Uds. mis respetados lectores leerán esta columna de hoy después que el último zarpazo del castrocomunismo haya rasgado aún más la piel ensangrentada de Venezuela, pero yo -por exigencias de la edición impresa- la estoy escribiendo horas antes de que la plaga chavista, plaga civicomilitar maligna y envalentonada a punta de abusos, terrorismo y maldad posiblemente imponga lo que sin dudas es no una constituyente sino un combo de narcochoros sacados del lumpen de un país tomado por rufianes decididos a implantarnos la ley del más bestia, el más ruin, el más asesino…

No le alcanza ya a esta narcotiranía tener a Venezuela invadida de cubanos castristas, siniestros terroristas de distintas latitudes, hampones de esa izquierda canalla cartelizada en la banda que llaman Foro de Sao Paulo, no, no basta… Necesitan un mamotreto a la cubana donde cuenten con un alijo de mal llamados preceptos constitucionales y para ello se buscaron los malandros que dirán ¡Misión cumplida! y como en la mazmorra comunista del Caribe esclavos aterrados no puedan sacudirse el yugo de unas hienas humanoides decididas a eternizarse.

18 años ya tiene el castrochavismo destruyéndonos Venezuela, saqueando sus arcas, ensangrentando su tierra, pero no les es suficiente, y menos ahora cuando desnudos frente al mundo no pueden soltarla porque es la guarida para esconderse y escapar de las sanciones y condenas por sus horribles crímenes. 18 años que si los comparamos con los 58 años de la tiranía cubana, tendríamos que decir –como asegura el famoso tango- que “No son nada”. Tampoco pueden soltarla porque aún quedan recursos que ponen a salivar a chinos, a rusos, a iraníes, a norcoreanos, a cubanos castristas, uno de ellos el coltán ese mineral tan codiciado que no se si para desgracia o fortuna coloca a Venezuela entre los siete países del mundo con mayores reserva de un componente clave para la industria armamentista incluida la nuclear. Así que no es el petróleo el único caramelo que contenta a estas alimañas que no tienen piedad con los pueblos sino ambiciones de poder, al coltán también se suman más minerales radiactivos con equivalentes características como el uranio, torio y radio entre otros y que ya están siendo brutalmente extraídos por depredadores extranjeros con la anuencia de militares venezolanos que de esa nueva fechoría sacan más millones con los que siguen engordando sus fortunas.
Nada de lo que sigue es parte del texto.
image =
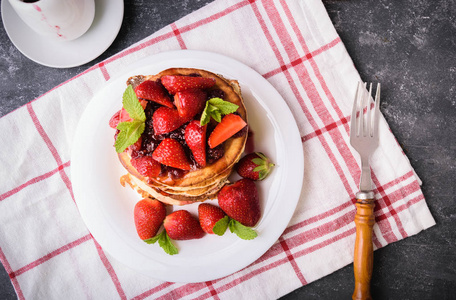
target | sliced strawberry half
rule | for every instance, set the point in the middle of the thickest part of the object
(114, 120)
(195, 137)
(148, 215)
(189, 103)
(181, 225)
(229, 126)
(153, 91)
(177, 83)
(171, 153)
(146, 166)
(209, 215)
(166, 119)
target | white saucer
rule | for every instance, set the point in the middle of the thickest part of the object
(107, 207)
(66, 54)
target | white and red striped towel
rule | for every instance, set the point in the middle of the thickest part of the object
(48, 251)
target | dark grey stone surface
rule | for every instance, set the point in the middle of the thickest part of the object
(410, 47)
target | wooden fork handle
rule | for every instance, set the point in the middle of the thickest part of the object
(364, 253)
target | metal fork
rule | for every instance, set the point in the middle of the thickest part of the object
(364, 139)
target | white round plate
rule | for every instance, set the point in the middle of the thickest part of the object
(107, 207)
(66, 54)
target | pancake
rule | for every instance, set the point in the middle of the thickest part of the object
(198, 184)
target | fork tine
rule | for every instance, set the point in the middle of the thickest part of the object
(377, 109)
(353, 121)
(361, 111)
(369, 128)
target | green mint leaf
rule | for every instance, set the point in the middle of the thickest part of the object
(129, 133)
(166, 244)
(132, 106)
(244, 232)
(221, 226)
(215, 108)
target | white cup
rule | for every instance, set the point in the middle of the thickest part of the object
(63, 20)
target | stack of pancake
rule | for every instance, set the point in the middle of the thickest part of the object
(199, 184)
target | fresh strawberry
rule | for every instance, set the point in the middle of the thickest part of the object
(165, 120)
(171, 153)
(195, 137)
(125, 117)
(255, 166)
(146, 166)
(240, 202)
(189, 103)
(229, 126)
(114, 120)
(148, 215)
(153, 91)
(177, 83)
(208, 215)
(181, 225)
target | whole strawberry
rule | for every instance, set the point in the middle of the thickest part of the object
(189, 103)
(255, 166)
(146, 166)
(195, 137)
(209, 215)
(181, 225)
(148, 215)
(240, 202)
(153, 91)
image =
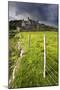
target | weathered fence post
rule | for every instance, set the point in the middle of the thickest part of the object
(29, 37)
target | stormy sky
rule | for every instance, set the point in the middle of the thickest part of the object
(44, 13)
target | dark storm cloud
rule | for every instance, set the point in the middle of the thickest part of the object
(43, 12)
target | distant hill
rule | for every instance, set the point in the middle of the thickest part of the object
(32, 26)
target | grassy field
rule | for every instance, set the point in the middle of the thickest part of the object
(29, 67)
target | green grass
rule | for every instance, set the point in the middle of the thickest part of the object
(29, 70)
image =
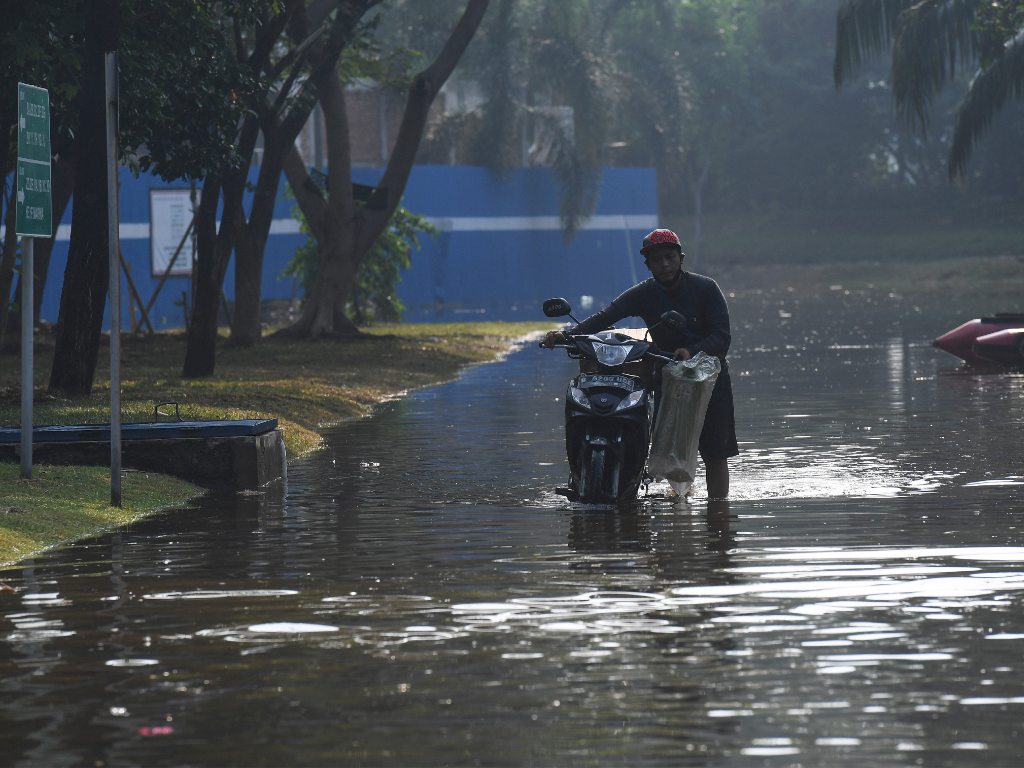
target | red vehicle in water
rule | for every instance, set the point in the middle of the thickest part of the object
(987, 342)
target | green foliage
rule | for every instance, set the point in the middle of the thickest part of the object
(375, 296)
(929, 40)
(185, 90)
(182, 89)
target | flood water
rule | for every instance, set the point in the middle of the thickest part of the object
(422, 597)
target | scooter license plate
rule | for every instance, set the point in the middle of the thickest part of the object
(606, 380)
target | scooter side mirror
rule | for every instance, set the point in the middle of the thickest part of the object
(557, 308)
(674, 321)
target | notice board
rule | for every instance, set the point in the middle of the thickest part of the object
(170, 215)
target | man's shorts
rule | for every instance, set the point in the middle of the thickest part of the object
(718, 438)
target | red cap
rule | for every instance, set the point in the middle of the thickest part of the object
(657, 238)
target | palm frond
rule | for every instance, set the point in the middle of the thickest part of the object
(989, 90)
(931, 39)
(863, 30)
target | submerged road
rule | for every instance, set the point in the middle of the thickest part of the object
(421, 596)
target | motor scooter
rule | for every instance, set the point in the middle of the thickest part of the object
(609, 410)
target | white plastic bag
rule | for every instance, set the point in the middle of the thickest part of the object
(686, 388)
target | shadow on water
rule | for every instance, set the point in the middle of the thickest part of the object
(422, 596)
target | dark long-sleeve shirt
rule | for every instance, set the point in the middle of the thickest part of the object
(696, 298)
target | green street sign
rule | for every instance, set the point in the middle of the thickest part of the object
(34, 211)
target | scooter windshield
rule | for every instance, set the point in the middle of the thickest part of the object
(611, 354)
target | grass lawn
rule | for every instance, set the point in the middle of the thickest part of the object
(60, 504)
(305, 385)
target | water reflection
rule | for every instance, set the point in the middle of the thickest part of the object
(423, 597)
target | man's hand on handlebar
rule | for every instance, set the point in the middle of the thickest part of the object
(553, 338)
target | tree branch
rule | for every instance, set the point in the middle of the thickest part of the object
(370, 222)
(307, 195)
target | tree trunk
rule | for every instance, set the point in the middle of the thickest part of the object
(698, 214)
(214, 248)
(251, 241)
(64, 183)
(84, 294)
(351, 231)
(202, 335)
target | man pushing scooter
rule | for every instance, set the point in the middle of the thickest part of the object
(700, 301)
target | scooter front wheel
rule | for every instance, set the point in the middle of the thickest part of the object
(596, 485)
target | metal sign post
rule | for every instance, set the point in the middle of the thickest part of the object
(111, 67)
(34, 219)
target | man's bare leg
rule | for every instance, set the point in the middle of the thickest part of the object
(717, 473)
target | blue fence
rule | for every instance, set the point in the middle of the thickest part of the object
(499, 252)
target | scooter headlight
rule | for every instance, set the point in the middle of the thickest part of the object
(577, 394)
(611, 354)
(630, 401)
Por eso, este domingo no importando consejos, mandato ciudadano ni repudio internacional la pandilla de Maduro, Padrino López, El Aissami, Diosdado Cabello y el resto de los capos, realizará quizá (Dios lo quiera) su último gran fraude. Y digo Dios lo quiera, porque con ese fraude que busca mostrar una mayoría inexistente apoyando el alijo de horrores comunistas, pocos argumentos le quedarán a dialogueros y negociadores que bien nos muestran las razones que tenemos para rechazarlos, para cuestionarlos, para denunciarlos y arrancar de sus manos el destino de millones que arriesgando vidas, abonando con lágrimas el coraje y la esperanza hemos decidido que nuestro mandato ciudadano del 16 de julio pasado debe ser respetado por ese mundo político opositor tantas veces errático y tantas veces turbio.

Digo Dios lo quiera, porque con esa Constituyente manchada de sangre heroica de más de 113 venezolanos caídos desde el 1° de abril hasta la fecha, serán pocos los cabrones que puedan justificar sentarse a dialogar y seguir aplazando la formación inmediata de un Gobierno de Unidad Nacional, ese al que también le dimos un SÍ el 16J.

Gobierno de Unidad Nacional que nos libere del espanto de ser trastocados de ciudadanos a esclavos. Que tenga la dignidad y los principios éticos para no permitirle a los cómplices poner a cogobernar a narcos más que identificados, a ladrones absolutamente precisados en sus delitos, a asesinos que por sus perversos actos en plena calle y visibles para el mundo, les tenemos que ver camino a tribunales y luego a cárceles donde paguen por sus crímenes y jamás en cúpulas gobernantes que dejarían burladas y pateadas las heroicas acciones de esos guerreros casi niños que han enfrentado la barbarie armada hasta los dientes con sus escudos de cartón, sus violines y su coraje hermoso.

Y realmente los ciudadanos somos para los comunistas, letales enemigos y aquí en Venezuela estamos derrotando la maligna tiranía, acorralando tanto a sus capos como a los cómplices que los apuntalan. Estamos demostrando que no conocemos la palabra rendición y mucho menos su significado.